Analysis projects

My current main projects:

Analysis of the Human Protein Atlas Weakly-Supervised Single Cell Classification Competition

Main challenges in investigating single-cell protein localization in fluorescent images includes protein’s multi-localization, class imbalance and, in many case, weak-labels, especially in large image database like Human Protein Atlas where precise single-cell labels are expensive and laborious to generate, while image-level labels are abundantly present. This motivated a competition to crowdsource solutions for using our dataset annotated with coarse image-level labels in a weakly-supervised setting to generate precise single cell level protein localization labels. The successful development of single cell pattern classification models will provide higher-quality organelle feature maps, and enable the study of localization heterogeneity in single cells and facilitate the discovery of new subtle, rare or transient patterns that cannot reliably be observed across entire cell populations.

Competition site: https://www.kaggle.com/c/hpa-single-cell-image-classification

Modelling the spatial cell cycle with deep learning

The cell-division cycle is a vital and highly regulated process in which different proteins are synthesized and accumulated in different phases. Deviation from the cell cycle often results in diseases, notably cancers, and phases of the cell determine whether a cell can respond to certain stimuli, e.g. a given drug. Therefore, predicting and quantifying the cell cycle state, through visualization in large datasets of fluorescent images, is critical in studying many biological processes. Deep learning algorithms have proven to be effective at analyzing information-rich datasets like images. In this project, a deep learning architecture is used to predict the expression pattern of classical cell cycle dependent proteins like CDT1, Geminin and Cyclinb1 based on 2D visualization of U2OS cells. We found that the intensity and morphology of the cell hold enough information to these proteins’ levels and localization, from which the cell cycle state can be derived. This approach acts as the first step towards an integrated cell model, where high parametric measurement of cells can be predicted, eliminating the need for invasive experimentation.

Cellular shape space

Protein functions are closely linked to its location. However, the relationship between intracellular organization, protein expression and phenotype is not well understood.

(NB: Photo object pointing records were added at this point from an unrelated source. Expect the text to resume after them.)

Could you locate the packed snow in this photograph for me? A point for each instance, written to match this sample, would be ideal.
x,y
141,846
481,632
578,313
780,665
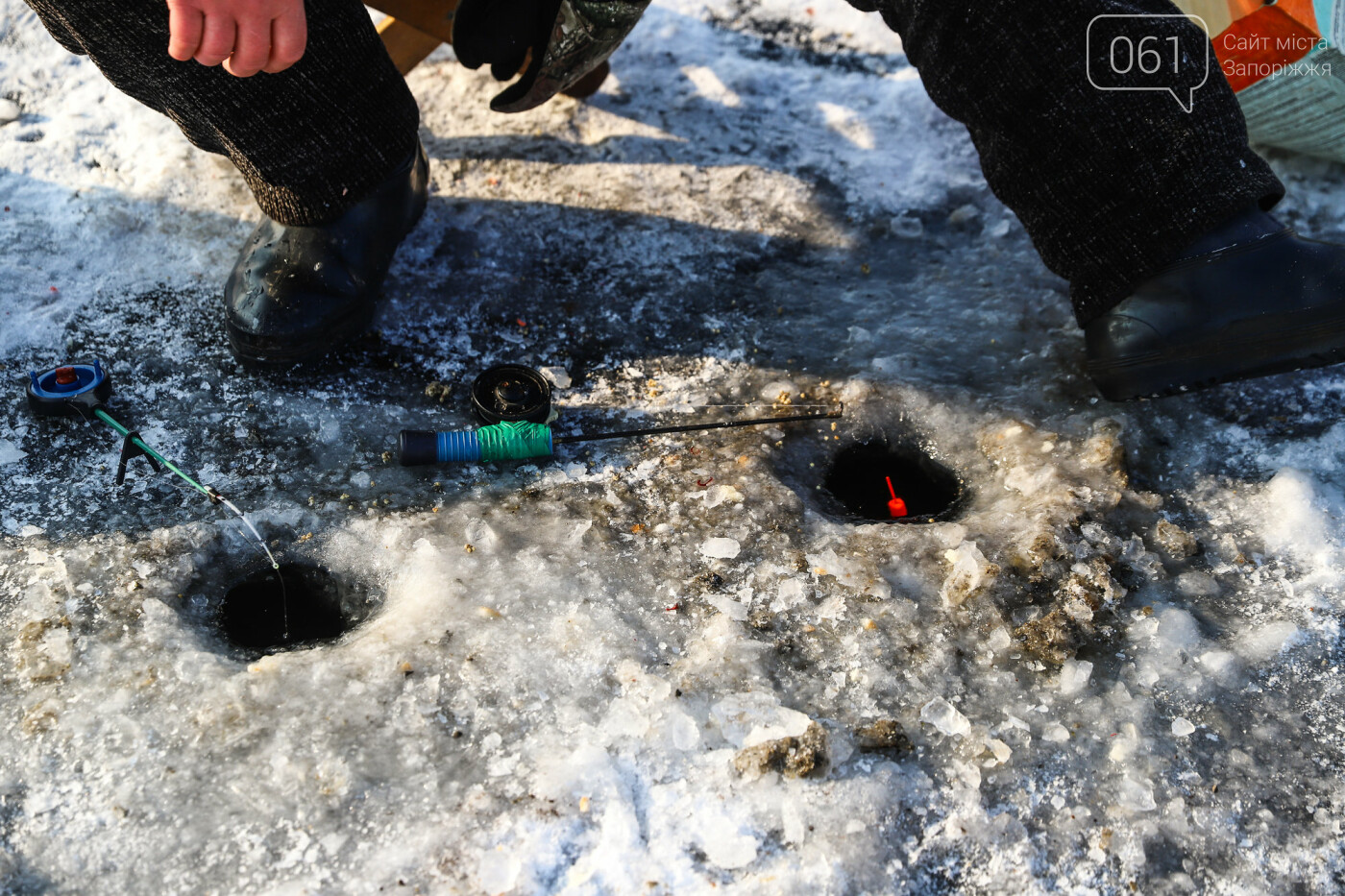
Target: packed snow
x,y
663,665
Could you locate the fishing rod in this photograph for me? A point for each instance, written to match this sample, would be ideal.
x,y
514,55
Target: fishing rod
x,y
514,402
80,390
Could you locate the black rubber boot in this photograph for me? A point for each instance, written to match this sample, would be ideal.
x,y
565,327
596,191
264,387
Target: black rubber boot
x,y
298,292
1250,299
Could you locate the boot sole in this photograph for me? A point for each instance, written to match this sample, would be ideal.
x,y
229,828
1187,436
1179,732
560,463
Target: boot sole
x,y
272,358
1221,359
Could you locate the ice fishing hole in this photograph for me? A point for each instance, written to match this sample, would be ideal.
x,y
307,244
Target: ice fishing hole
x,y
315,606
857,479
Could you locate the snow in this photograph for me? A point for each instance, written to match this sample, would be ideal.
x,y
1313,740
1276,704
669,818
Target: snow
x,y
1116,670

Using the large collection of 2D images from the Human Protein Atlas where each organelle is represented with multiple proteins, we aim to create a mean cell organization with the natural range of cell-to-cell variation to study the relationships of proteins and organelles in relation to cell’s shape.

Tool development projects

These are projects in which I build web-based tools to facilitate the simultaneous annotation of multiple experts and downstream analysis:

Interactive biomedical segmentation tool powered by deep learning and ImJoy

Interactive annotation and training tool published here https://f1000research.com/articles/10-142

Repo: https://github.com/imjoy-team/imjoy-interactive-segmentation

Spatiotemporal mapping of SARS-CoV2 interacting host proteins (unpublished)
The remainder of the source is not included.